トランプ政権による和平仲介のヤマ場だった、25年12月初めのクレムリンでのプーチン大統領とウィトコフ米和平交渉担当特使との会談は、突破口を開けないまま終わった。内容がロシア寄りと批判を招いた米和平案をなぜ、クレムリンが突き返したのか。そして、さらに戦争の早期終結が見通せなくなった背景にある、米ロ両首脳間の根本的な思惑の違いに迫ってみよう。

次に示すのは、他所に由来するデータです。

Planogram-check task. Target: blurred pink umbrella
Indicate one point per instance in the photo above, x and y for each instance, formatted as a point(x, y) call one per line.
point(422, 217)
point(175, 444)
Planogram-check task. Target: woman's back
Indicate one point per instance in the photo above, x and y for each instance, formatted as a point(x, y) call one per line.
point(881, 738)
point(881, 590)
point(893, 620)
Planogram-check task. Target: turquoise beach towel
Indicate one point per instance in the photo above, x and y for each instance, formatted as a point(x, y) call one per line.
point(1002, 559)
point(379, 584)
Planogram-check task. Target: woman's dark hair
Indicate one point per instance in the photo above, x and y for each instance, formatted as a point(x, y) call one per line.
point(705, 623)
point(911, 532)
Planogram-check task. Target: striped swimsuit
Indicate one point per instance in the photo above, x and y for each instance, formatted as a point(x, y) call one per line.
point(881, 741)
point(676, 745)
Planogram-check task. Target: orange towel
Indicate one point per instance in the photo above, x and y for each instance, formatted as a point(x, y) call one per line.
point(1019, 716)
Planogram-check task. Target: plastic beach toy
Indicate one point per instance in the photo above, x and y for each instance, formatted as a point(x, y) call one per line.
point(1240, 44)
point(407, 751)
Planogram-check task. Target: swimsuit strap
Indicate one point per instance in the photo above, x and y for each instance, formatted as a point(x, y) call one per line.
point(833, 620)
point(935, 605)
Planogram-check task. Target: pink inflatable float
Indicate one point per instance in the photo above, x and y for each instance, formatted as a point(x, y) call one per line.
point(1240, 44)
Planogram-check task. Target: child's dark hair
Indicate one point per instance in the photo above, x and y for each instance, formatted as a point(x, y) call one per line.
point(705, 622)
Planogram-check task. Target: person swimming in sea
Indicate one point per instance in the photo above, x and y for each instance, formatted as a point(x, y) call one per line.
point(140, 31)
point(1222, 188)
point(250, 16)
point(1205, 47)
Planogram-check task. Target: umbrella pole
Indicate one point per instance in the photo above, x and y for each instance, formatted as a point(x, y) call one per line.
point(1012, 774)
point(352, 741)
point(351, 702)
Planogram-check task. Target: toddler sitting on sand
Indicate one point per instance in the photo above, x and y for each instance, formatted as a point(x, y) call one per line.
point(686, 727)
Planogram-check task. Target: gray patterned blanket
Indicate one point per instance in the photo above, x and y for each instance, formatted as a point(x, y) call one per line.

「いくつかの項目には同意できたが、プーチン大統領はそのほかのいくつかの項目には否定的対応だった」
会談後、ロシアのウシャコフ大統領外交担当補佐官はこう評した。具体的に「いくつかの項目」が何なのかについては触れなかったが、最大の障害がロシアへのウクライナ領土の割譲問題だったことは明らかだ。
和平案ではウクライナ軍が現在死守している東部ドネツク州の約20%に相当する領土をロシアに引き渡すことになっている。これはロシア側の主張を反映させたものだが、ゼレンスキー政権は憲法上許されないと拒否している。英仏独など欧州も強くウクライナの主張を支持している。
トランプとプーチンは同床異夢だった
しかし、今回アメリカによる仲介が暗礁に乗り上げた背後には、もっと根本的要因がある。それはこの紛争にかけるプーチン、トランプ両大統領のそれぞれの思惑が「同床異夢」と言えるほどに異なることだ。